March 11, 1994

"A man, if he's any good, never gets over of being a boy."
                                                      Mark Twain

I am at the Days Inn on Route 17 at route I-95 in Fredericksburg, Virginia  -  exactly 700 miles from Chatham. I left at 4:00am and arrived here at 3:45pm. It was an uneventful drive which is the best kind. Thank you Saint Michael.

Part of me didn't want to leave Chatham, can't explain why. But I know I need to get away, to escape top a place that is warm and familiar. Besides I have no place to stay in Chatham at the present time. So, for the next few weeks motels will be my home.

This trip is also a journey back in time, to retrace and to relive memories of a happier time. I know that such memories will make me sad and bring tears to my eyes - but so be it, after all tears of sadness are with me wherever I go.

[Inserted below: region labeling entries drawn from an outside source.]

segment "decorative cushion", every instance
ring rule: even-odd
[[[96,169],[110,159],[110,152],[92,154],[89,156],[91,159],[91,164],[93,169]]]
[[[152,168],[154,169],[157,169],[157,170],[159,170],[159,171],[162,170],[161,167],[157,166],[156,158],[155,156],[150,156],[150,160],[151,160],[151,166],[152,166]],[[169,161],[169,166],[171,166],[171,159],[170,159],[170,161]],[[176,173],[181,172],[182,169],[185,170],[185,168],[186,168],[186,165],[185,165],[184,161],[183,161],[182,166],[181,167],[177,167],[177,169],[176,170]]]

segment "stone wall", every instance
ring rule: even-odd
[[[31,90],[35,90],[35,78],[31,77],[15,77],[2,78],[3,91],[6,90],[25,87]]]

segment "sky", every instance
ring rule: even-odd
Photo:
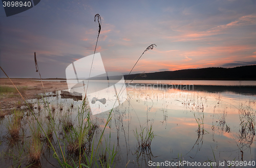
[[[106,71],[132,73],[256,64],[256,1],[41,0],[7,17],[0,7],[0,66],[11,77],[66,78],[96,52]],[[0,72],[0,77],[5,77]]]

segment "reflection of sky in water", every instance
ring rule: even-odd
[[[158,156],[151,158],[154,161],[171,161],[178,155],[184,156],[184,160],[190,162],[203,162],[208,158],[214,161],[212,150],[217,162],[224,159],[231,161],[234,158],[235,160],[241,160],[241,150],[243,151],[244,161],[253,160],[256,158],[254,141],[250,153],[250,149],[247,148],[249,146],[246,146],[246,143],[240,145],[239,138],[241,129],[239,109],[249,106],[252,108],[250,112],[255,113],[255,97],[231,93],[209,93],[150,88],[136,90],[131,87],[127,90],[132,99],[130,100],[130,104],[127,103],[122,109],[130,109],[129,113],[132,117],[129,125],[129,143],[130,147],[133,147],[132,150],[134,151],[133,148],[136,144],[132,130],[136,127],[139,128],[139,120],[142,127],[146,126],[148,121],[148,125],[153,124],[155,134],[158,135],[151,145],[154,156]],[[125,114],[126,117],[127,113]],[[118,113],[114,114],[116,117],[119,115]],[[209,132],[205,132],[199,139],[196,132],[198,125],[195,118],[200,119],[200,121],[203,118],[204,129]],[[202,123],[200,121],[199,122]],[[128,124],[124,123],[126,123],[124,127],[127,136]],[[227,128],[229,130],[226,132]],[[123,136],[120,136],[119,143],[124,145],[123,132],[120,134]],[[125,155],[126,149],[124,148],[122,150]],[[131,155],[130,153],[129,156]],[[136,160],[135,156],[131,157]]]
[[[137,90],[128,87],[127,101],[112,112],[111,128],[107,126],[105,136],[109,138],[111,132],[111,144],[115,144],[119,151],[115,161],[116,167],[124,167],[129,160],[127,167],[138,167],[137,142],[133,130],[137,128],[139,131],[140,126],[144,128],[151,124],[157,136],[151,144],[152,155],[140,155],[139,163],[141,167],[145,167],[145,161],[150,160],[177,161],[176,158],[181,155],[182,159],[190,162],[203,163],[208,159],[215,161],[214,153],[218,163],[224,159],[240,161],[242,153],[244,161],[256,159],[255,138],[250,148],[249,137],[247,142],[239,138],[242,125],[240,118],[244,119],[239,109],[244,109],[247,114],[250,112],[251,119],[255,121],[256,97],[227,92],[147,89]],[[76,107],[82,102],[61,99],[59,95],[48,99],[50,106],[66,106],[63,111],[72,102]],[[74,109],[71,111],[73,120],[77,115]],[[92,116],[101,129],[109,111]],[[203,135],[197,132],[196,119],[205,130]]]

A person's daydreams, flights of fancy, never match reality. Such thoughts exist in one's imagination but rarely, if ever, come true or ever exist. I know this, yet I fantasize anyway. Ever since I was eighteen years old, I have wanted to escape, to be free, to simply disappear - to jump into a car and travel the back roads of America, to see the USA in a Chevrolet.

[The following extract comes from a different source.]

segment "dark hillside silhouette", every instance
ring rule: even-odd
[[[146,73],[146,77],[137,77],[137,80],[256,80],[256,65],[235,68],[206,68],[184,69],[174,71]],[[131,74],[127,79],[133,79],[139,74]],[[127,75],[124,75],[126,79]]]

I remember the summer of 1964 when me and my friend Billy used talk about running from home and driving across America, working on farms and sleeping under the stars. When you're eighteen you imagine such dreams coming to life - for the dreams are so real it sometimes feels as though you have already lived the experience. Thirty years have past and my daydreams are still the same - God's honest truth.

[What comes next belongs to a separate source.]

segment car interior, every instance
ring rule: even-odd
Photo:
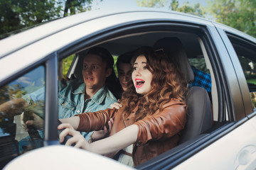
[[[177,157],[183,156],[183,151],[191,149],[190,147],[193,144],[194,144],[193,149],[202,144],[203,142],[199,142],[201,139],[207,137],[210,133],[214,132],[216,129],[225,125],[228,120],[228,116],[223,116],[223,112],[220,112],[218,108],[220,94],[221,93],[220,93],[219,86],[216,85],[218,83],[215,81],[217,74],[214,74],[210,62],[211,60],[210,53],[206,48],[207,42],[202,35],[202,33],[183,31],[182,30],[181,31],[176,30],[173,31],[154,31],[150,30],[150,29],[146,31],[136,30],[125,34],[117,34],[115,36],[112,35],[107,38],[99,39],[90,43],[82,43],[75,47],[73,45],[73,47],[69,47],[68,50],[63,50],[60,52],[60,61],[70,55],[75,55],[66,76],[67,79],[82,79],[83,58],[80,54],[81,52],[86,52],[89,48],[94,46],[103,47],[107,49],[112,56],[118,57],[121,54],[132,51],[142,46],[156,45],[156,42],[159,40],[162,40],[159,44],[159,47],[164,46],[165,48],[175,54],[176,57],[175,60],[179,64],[187,83],[188,91],[186,97],[187,123],[185,129],[181,132],[181,140],[177,147],[155,159],[152,159],[153,160],[149,160],[145,164],[139,165],[137,168],[146,167],[150,166],[151,162],[155,164],[155,162],[165,159],[166,157],[171,157],[172,160],[175,160]],[[192,67],[210,75],[211,91],[210,92],[207,91],[203,86],[191,86],[188,85],[195,79]],[[43,72],[44,72],[43,71]],[[118,76],[118,75],[117,76]],[[45,80],[38,81],[43,82],[43,81]],[[19,129],[22,128],[20,126],[20,125],[17,125],[17,130],[15,131],[15,142],[20,140],[17,139],[20,132]],[[23,137],[28,135],[26,132],[22,133],[24,133]],[[12,139],[14,137],[12,137]],[[16,143],[11,144],[16,144]],[[36,146],[32,147],[32,149],[36,147]],[[19,154],[17,154],[17,151],[14,152],[16,154],[12,154],[10,158],[6,159],[5,162],[8,162]],[[7,155],[4,153],[4,154]]]
[[[182,132],[180,145],[171,149],[171,153],[163,154],[174,155],[177,150],[184,148],[192,143],[196,143],[201,137],[213,132],[223,125],[218,120],[217,87],[214,80],[213,69],[210,64],[203,41],[198,35],[181,32],[146,32],[142,33],[129,34],[105,40],[96,44],[107,49],[113,56],[119,56],[125,52],[132,51],[141,46],[154,46],[159,40],[164,40],[160,45],[174,52],[176,56],[181,72],[188,84],[194,79],[191,66],[199,69],[204,68],[211,76],[212,90],[208,92],[202,86],[191,86],[188,88],[186,103],[187,104],[187,123]],[[162,44],[161,44],[162,43]],[[81,79],[82,68],[82,57],[80,52],[87,50],[88,47],[76,52],[73,62],[69,69],[67,78]],[[191,62],[193,61],[194,62]],[[196,61],[196,62],[195,62]],[[198,61],[198,62],[197,62]],[[200,61],[200,62],[199,62]],[[202,62],[203,61],[203,62]],[[196,63],[196,64],[194,64]],[[161,159],[159,157],[156,159]],[[154,162],[154,160],[152,162]],[[143,165],[142,166],[142,167]],[[140,168],[141,166],[138,166]]]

Even though I've been fortunate enough to travel and visit most places in the USA, I still have the same fantasies me and Billy talked about in the summer of  '64 - of running away and disappearing to the Great Plains or to the Rocky Mountains. I am a hopeless cause. For the last eight years I used to take Andy, my dog, out at 9:00pm so he could do "his final business." When he was on his run, I would have a cigarette and would hear and see the Trans-Atlantic flights flying over our house as they did every night - and my mind would to faraway places, disappearing to an Irish Village or to the West End of London where I would vanish forever. And when I was outside, I would look up at the stars and think of Anne. And I would think of Mimi, of where she was, what she was doing, who she was with and was she thinking of me? Which makes me think, as I write this, if I ever loved Maggie as much as I profess to do?

The worst part of traveling alone is that there is no one to share the pleasures and excitement of the journey. So, as I drove today I talked to myself, recalling past trips to Florida - a running commentary of emptiness, solitary chatter that kept me temporarily sane and kept me from driving my car into a bridge embankment at 100 miles per hour. I also played the song, "Fade Away," by Bruce Springsteen over and over - "I don't wanna fade away, oh, I don't want to fade away, tell me what can I do what can I say, cause darlin' I don't want to fade away."

I know I have faded away from Maggie. Reality is my evil cross, my torment - there is no hope. I'm still the boy who wanted to runaway from home - now that I'm finally doing it, I'm just running because I have no home to run from.